Los valores, y no los intereses económicos directos o las lealtades tradicionales, definen hoy el comportamiento electoral británico. Los vencedores del 6 de mayo, en la mayor tanda de elecciones locales y regionales que se haya celebrado simultáneamente en Inglaterra, Escocia y Gales, fueron los partidos cuya visión se correspondía con los valores culturales de una franja del electorado. Se trata de los nacionalistas escoceses, los socialdemócratas con raíces nacionales y lingüísticas del Partido Laborista galés, los Verdes (que han ganado más de 80 escaños municipales) y, por encima de todo, los conservadores de Boris Johnson.
Tristemente novedoso
Johnson ha convertido la codicia, el victimismo blanco, la corrupción y la xenofobia en algo no sólo respetable sino tristemente novedoso en las antiguas ciudades industriales pequeñas de Inglaterra. Quince mil votantes de Hartlepool, una ciudad de clase obrera que recogió un 70% de voto a favor del Brexit en 2016, respaldaron a un candidato conservador que demostró nula conexión con la ciudad. Y esto se produjo en un contexto en el que los “tories” han gestionado una de las peores cifras de muertos del mundo durante la pandemia, y con la administración de Johnson metida hasta el fondo en acusaciones de corrupción.

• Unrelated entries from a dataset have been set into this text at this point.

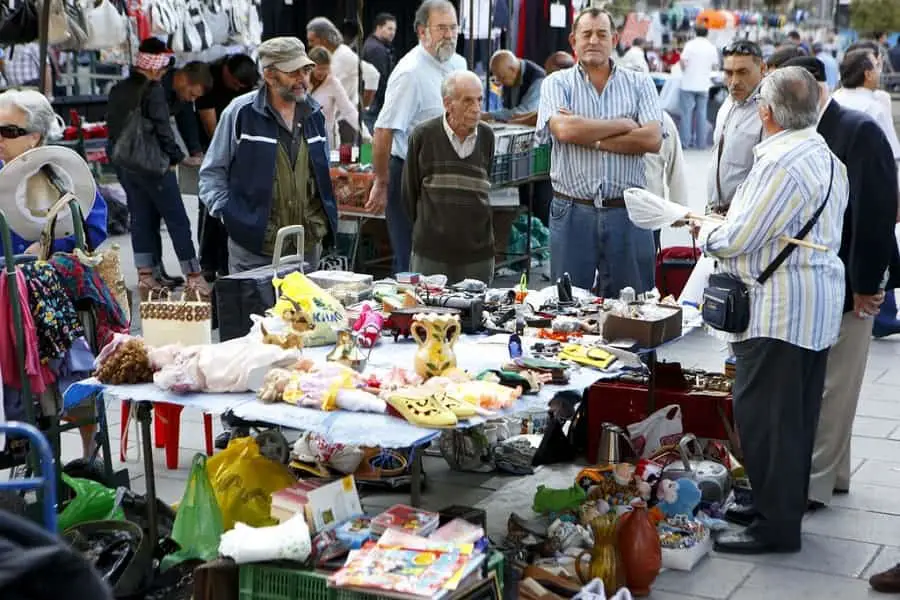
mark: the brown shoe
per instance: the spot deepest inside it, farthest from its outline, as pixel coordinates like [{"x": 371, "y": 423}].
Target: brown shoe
[{"x": 887, "y": 582}]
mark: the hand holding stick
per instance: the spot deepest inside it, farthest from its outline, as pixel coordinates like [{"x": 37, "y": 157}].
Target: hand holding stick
[{"x": 784, "y": 238}]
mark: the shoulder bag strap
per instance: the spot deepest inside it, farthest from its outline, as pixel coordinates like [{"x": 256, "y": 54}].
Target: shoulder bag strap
[{"x": 783, "y": 255}]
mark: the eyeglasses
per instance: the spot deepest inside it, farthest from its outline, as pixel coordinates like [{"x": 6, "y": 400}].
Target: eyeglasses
[
  {"x": 742, "y": 48},
  {"x": 12, "y": 132}
]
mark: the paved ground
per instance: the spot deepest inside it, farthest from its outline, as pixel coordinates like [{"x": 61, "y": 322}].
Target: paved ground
[{"x": 843, "y": 544}]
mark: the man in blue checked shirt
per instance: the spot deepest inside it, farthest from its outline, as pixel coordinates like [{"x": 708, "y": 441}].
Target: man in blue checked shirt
[{"x": 602, "y": 120}]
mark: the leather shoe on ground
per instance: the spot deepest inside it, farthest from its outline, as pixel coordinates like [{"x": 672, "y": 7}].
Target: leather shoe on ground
[
  {"x": 741, "y": 515},
  {"x": 743, "y": 542},
  {"x": 887, "y": 582}
]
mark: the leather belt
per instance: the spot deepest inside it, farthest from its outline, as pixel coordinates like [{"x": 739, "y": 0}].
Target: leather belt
[{"x": 605, "y": 203}]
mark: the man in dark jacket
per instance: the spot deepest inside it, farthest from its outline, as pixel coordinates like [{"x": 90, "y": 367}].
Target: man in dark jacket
[
  {"x": 869, "y": 252},
  {"x": 149, "y": 196},
  {"x": 268, "y": 164}
]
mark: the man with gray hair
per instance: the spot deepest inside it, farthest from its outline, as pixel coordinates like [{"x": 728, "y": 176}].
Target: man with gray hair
[
  {"x": 446, "y": 183},
  {"x": 320, "y": 32},
  {"x": 268, "y": 163},
  {"x": 796, "y": 187},
  {"x": 413, "y": 95}
]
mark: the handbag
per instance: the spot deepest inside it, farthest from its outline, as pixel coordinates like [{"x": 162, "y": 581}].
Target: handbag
[
  {"x": 20, "y": 25},
  {"x": 165, "y": 321},
  {"x": 137, "y": 148},
  {"x": 726, "y": 299}
]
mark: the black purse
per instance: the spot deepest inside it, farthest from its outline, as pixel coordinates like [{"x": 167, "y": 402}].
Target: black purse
[
  {"x": 726, "y": 299},
  {"x": 20, "y": 24},
  {"x": 137, "y": 149}
]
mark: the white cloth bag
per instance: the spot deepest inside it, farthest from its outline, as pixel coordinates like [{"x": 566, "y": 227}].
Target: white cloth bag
[{"x": 662, "y": 428}]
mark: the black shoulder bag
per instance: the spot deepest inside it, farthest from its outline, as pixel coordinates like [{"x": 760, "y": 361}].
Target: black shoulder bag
[
  {"x": 726, "y": 299},
  {"x": 137, "y": 149}
]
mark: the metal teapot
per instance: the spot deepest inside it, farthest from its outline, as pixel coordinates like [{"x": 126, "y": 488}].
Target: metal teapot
[
  {"x": 711, "y": 477},
  {"x": 615, "y": 446}
]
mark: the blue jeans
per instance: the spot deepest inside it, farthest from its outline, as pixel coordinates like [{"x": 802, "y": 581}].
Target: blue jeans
[
  {"x": 150, "y": 198},
  {"x": 693, "y": 119},
  {"x": 399, "y": 225},
  {"x": 586, "y": 242}
]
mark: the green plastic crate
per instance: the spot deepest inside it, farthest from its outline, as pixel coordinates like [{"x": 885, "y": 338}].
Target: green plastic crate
[{"x": 287, "y": 581}]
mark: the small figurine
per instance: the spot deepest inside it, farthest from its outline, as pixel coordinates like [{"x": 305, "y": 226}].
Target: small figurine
[
  {"x": 368, "y": 326},
  {"x": 346, "y": 351}
]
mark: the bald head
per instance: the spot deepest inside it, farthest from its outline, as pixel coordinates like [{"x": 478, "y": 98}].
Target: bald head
[{"x": 505, "y": 68}]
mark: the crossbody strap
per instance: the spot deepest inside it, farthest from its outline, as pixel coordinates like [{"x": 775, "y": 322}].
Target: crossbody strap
[{"x": 784, "y": 254}]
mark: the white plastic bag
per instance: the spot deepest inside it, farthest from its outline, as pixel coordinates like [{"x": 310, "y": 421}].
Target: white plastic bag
[
  {"x": 662, "y": 428},
  {"x": 107, "y": 27}
]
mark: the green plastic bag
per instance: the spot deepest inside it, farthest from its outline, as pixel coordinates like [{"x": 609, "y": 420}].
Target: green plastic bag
[
  {"x": 198, "y": 523},
  {"x": 92, "y": 502}
]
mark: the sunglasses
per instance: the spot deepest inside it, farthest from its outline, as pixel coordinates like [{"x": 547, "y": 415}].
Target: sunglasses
[
  {"x": 12, "y": 132},
  {"x": 742, "y": 48}
]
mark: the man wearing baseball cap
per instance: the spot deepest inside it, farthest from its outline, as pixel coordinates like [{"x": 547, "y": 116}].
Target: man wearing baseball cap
[{"x": 268, "y": 163}]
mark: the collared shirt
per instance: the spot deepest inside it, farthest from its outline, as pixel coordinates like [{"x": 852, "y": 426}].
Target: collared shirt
[
  {"x": 413, "y": 94},
  {"x": 802, "y": 302},
  {"x": 868, "y": 101},
  {"x": 665, "y": 169},
  {"x": 581, "y": 171},
  {"x": 738, "y": 130},
  {"x": 345, "y": 68},
  {"x": 464, "y": 148},
  {"x": 22, "y": 67}
]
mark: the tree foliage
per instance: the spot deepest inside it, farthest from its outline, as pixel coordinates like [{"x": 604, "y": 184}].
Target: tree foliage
[{"x": 867, "y": 16}]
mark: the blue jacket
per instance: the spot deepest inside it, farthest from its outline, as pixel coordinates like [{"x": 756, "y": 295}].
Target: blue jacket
[
  {"x": 95, "y": 231},
  {"x": 238, "y": 172}
]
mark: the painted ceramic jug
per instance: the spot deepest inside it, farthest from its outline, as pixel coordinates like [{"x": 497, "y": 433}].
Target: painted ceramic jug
[
  {"x": 435, "y": 334},
  {"x": 605, "y": 564}
]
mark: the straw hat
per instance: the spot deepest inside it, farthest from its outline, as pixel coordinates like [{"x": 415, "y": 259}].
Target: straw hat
[{"x": 34, "y": 181}]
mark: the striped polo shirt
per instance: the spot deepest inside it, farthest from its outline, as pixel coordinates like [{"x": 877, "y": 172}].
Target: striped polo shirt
[
  {"x": 583, "y": 172},
  {"x": 803, "y": 301}
]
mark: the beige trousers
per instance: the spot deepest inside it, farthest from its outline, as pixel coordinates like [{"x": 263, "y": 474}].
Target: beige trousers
[{"x": 843, "y": 381}]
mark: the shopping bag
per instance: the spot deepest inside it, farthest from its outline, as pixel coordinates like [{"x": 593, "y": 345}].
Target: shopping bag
[
  {"x": 244, "y": 481},
  {"x": 662, "y": 428},
  {"x": 165, "y": 321},
  {"x": 198, "y": 523}
]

Por contraposición, el laborismo pudo movilizar a menos de 8.000 personas de las que le habían votado en las elecciones generales de 2019. No obstante el hecho de que el candidato laborista fuera un médico del lugar, alguien que ha trabajado en primera línea de la epidemia, los votantes han preferido la política de la corrupción y el elitismo.
‘¿Cómo pueden respaldar a los “tories” cuando una cuarta parte de sus propios hijos vive en la pobreza?’ era el lamento de un comentarista liberal en Twitter. La respuesta es evidente para cualquiera que haya hecho campaña puerta a puerta: los votantes de clase trabajadora socialmente conservadores desprecian a los pobres, lo mismo que desprecian a los ‘estudiantes’, a los ‘políticamente correctos’, a los refugiados y los derechos humanos.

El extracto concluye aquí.